Golden Tree Bailing on Postmedia
The word on
the street this week is that Golden Tree Asset Management, the hedge fund that owns
a big stake in Postmedia wants to sell its share. This doesn’t seem like a good sign for
Postmedia, the National Post or the affiliated papers. Selling the shares probably indicates that Golden
Tree is trying to monetize what it can, before bankruptcy. Shareholders come behind bondholders and
other debtors in a bankruptcy proceeding, so it’s better for them to extract
some value now, rather than get caught holding the empty bag, come Chapter 11
(or whatever legal phrase applies in Canada).
Print media
is in trouble all over. For example,
Britain’s Independent is now independent of its paper edition, falling back on a
web only, in the past month or so. But
Postmedia is a special case. It has huge
debts (half a billion dollars plus), and it is doubtful whether restructuring
will ever be sufficient to generate the sort of cash flow needed to keep it afloat
for long.
There is a
certain irony there. The National Post
has made a living (such as it was, as there were very few profitable years)

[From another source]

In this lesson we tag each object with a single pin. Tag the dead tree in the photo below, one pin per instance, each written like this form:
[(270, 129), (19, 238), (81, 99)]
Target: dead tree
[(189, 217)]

scolding governments and the general public for their profligate ways, in terms
of debt. Meanwhile, management buyouts,
takeovers and related shenanigans resulted in the company being saddled with a huge
and impossible debt.
So what
will the result be? I hope that the
local papers can be saved (or re-booted) by local people. There are a lot of big cities that will be
without a daily paper, if and when Postmedia folds, otherwise. That would be a shame. There is still a lot of good in the local newspaper
concept.
I will
continue to get the local (Edmonton Journal) Postmedia paper, even though the
political cartoonist’s anti-Notley and anti-Trudeau ways can grate on me, until
it goes away. If a new Journal rises
from the ashes, I will probably give it a try.
I suppose that we will find out, one way or another, pretty soon.